1. You ignored the FACT that FL, which did not lock down, had fewer cases per 100,000 than states that did lock-down.

That's a bunch of BS as anyone can see in FL statistics vs NYC after initial pre-shutdown spike.

The new vaccines, developed, tested, manufactured, distributed, and jabbed in arms in record time look to be working.

"look to be working"?

You need to check your eyes, because it ain't so. Only a small % of population got vaccinated already, it helps, but it doesn't really account for the drop in cases.

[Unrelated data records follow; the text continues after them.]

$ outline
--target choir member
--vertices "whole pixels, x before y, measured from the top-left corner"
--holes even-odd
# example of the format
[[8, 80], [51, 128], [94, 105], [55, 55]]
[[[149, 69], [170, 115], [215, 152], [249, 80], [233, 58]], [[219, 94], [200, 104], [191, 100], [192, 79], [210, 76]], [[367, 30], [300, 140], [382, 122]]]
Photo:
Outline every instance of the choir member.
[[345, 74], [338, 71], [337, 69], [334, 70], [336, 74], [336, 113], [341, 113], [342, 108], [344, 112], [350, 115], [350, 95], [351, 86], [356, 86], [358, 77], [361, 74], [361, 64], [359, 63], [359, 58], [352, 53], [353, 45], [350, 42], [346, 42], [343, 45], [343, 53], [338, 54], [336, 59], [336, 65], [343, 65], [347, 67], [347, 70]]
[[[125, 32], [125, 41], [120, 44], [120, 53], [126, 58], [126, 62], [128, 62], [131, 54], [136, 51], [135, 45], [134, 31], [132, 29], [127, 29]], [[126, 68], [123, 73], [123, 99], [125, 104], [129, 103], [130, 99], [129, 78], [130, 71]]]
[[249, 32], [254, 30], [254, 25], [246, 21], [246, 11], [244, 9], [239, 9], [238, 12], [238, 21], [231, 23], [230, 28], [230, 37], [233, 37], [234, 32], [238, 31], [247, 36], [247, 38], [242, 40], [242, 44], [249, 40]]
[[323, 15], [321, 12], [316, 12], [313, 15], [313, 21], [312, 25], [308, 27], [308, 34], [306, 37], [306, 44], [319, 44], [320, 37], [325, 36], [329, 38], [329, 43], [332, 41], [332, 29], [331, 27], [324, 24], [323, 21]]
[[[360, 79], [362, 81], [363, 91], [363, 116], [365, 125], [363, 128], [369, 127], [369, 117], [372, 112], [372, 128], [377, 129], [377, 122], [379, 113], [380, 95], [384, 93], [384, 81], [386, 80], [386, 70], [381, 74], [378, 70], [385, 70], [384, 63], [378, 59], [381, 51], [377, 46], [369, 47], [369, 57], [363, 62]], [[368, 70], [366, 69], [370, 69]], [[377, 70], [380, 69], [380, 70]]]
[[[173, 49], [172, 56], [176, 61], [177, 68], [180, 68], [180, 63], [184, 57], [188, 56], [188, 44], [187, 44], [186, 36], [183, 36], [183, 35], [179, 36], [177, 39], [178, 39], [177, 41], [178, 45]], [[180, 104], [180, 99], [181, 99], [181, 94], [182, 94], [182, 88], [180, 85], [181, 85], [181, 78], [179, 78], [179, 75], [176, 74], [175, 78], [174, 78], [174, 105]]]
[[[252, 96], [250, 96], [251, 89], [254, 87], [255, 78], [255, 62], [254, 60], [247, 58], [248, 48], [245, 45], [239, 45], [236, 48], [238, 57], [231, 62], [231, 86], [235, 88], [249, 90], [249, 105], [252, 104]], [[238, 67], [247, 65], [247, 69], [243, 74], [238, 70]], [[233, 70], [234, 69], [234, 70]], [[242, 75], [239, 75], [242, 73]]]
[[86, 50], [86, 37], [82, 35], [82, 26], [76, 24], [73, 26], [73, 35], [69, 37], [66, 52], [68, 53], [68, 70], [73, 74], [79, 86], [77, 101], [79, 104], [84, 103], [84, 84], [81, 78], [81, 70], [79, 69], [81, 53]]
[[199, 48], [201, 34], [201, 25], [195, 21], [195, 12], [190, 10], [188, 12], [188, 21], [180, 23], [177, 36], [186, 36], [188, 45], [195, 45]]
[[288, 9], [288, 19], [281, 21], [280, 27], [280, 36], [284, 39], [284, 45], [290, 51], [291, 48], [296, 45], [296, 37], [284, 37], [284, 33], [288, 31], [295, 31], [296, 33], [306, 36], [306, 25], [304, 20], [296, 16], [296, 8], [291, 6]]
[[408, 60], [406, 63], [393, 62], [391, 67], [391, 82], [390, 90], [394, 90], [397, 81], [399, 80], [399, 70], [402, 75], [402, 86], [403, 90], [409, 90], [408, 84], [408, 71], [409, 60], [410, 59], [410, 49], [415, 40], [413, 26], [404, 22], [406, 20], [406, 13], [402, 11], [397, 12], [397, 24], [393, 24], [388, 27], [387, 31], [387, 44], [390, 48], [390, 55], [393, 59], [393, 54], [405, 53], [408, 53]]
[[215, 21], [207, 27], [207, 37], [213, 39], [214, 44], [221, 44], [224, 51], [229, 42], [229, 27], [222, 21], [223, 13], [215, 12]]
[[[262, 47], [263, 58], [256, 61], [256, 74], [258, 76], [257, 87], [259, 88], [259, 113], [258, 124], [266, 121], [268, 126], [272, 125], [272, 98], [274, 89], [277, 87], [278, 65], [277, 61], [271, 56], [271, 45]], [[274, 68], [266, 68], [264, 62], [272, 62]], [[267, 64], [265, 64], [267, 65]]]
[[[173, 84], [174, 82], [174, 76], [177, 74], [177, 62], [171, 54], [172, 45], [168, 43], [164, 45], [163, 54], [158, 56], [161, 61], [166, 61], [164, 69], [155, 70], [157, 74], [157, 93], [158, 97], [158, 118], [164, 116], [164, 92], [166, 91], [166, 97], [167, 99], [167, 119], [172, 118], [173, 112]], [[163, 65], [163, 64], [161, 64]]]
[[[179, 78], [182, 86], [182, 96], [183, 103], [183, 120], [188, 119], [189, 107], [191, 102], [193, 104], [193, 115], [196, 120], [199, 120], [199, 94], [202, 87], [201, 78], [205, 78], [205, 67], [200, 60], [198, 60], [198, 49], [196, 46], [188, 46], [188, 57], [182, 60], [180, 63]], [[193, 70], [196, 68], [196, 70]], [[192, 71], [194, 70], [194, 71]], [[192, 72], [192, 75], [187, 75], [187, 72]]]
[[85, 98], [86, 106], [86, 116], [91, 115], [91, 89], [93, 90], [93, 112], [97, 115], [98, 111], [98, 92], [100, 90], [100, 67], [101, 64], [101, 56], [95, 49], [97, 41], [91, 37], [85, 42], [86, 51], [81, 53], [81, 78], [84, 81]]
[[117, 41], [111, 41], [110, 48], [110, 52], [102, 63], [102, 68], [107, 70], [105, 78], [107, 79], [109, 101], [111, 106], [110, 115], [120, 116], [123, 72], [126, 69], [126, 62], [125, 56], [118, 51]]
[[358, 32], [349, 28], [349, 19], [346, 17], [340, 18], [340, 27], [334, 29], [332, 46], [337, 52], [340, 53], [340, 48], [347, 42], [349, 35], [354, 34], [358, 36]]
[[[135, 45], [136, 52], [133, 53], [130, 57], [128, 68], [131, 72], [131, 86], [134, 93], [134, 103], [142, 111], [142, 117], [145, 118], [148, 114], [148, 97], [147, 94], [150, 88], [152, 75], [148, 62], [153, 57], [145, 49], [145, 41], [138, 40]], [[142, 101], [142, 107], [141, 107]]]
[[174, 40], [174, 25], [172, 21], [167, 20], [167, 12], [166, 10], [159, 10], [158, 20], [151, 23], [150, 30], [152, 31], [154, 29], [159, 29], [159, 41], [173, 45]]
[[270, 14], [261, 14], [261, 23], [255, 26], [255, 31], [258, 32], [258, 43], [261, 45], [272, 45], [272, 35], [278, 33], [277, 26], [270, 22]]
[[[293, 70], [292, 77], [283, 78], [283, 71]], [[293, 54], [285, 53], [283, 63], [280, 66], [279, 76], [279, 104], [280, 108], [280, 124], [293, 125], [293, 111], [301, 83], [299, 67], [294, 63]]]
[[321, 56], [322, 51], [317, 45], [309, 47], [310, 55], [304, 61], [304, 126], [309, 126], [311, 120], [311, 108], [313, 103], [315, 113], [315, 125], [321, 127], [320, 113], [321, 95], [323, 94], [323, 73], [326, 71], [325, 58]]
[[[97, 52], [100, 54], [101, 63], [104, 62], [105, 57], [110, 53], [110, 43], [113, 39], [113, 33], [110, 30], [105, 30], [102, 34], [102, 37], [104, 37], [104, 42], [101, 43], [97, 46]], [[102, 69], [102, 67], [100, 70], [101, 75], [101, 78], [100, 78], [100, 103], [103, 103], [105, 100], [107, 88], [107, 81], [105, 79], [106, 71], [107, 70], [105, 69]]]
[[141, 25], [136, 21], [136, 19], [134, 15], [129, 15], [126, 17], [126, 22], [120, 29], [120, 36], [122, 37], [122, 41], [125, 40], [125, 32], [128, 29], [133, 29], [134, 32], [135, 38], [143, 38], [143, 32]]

Timeline is pretty simple - people get togather en-mass around Thanksgiving/Christmas/New Years, which caused the normal seasonal spike that is now relenting.
Today about 17% of the US population is vaccinated. That 17% is the most likely to be exposed or be the most vulnerable. So IMHO it is the vaccine.

Thats just not so, only 4% actually got the full vaccination course by TODAY.

Of course people who are hospitalized or died today got infected weeks ago, not today.
True 4.5% got two doses of the vaccine for 93% effectiveness.
But, 12% got at least one dose, I call that "vaccinated".
in a pandemic, any protection is a good thing.

View attachment 458083

We are not discussing "good things" per se, we are discussing vaccine being or not the driving factor behind falling hospitalizations and deaths and the answer is no, people in the hospital now got infected weeks ago.
Looking at the daily numbers, the graphs will all keep falling this week as even more and more people get vaccinated.
The only "proof" I have is the shape of the curves and the rates of drop-off from the peaks.
The first two small peaks had very slow drop offs.
The current high peak is dropping like a rock. Here are today's graphs, and Fridays will all be lower, the "deaths" will be much lower.
View attachment 458187

...if a peak is proof of vaccine action then the Vaccine must've come out at the end of the summer, when the second pandemic peak declined.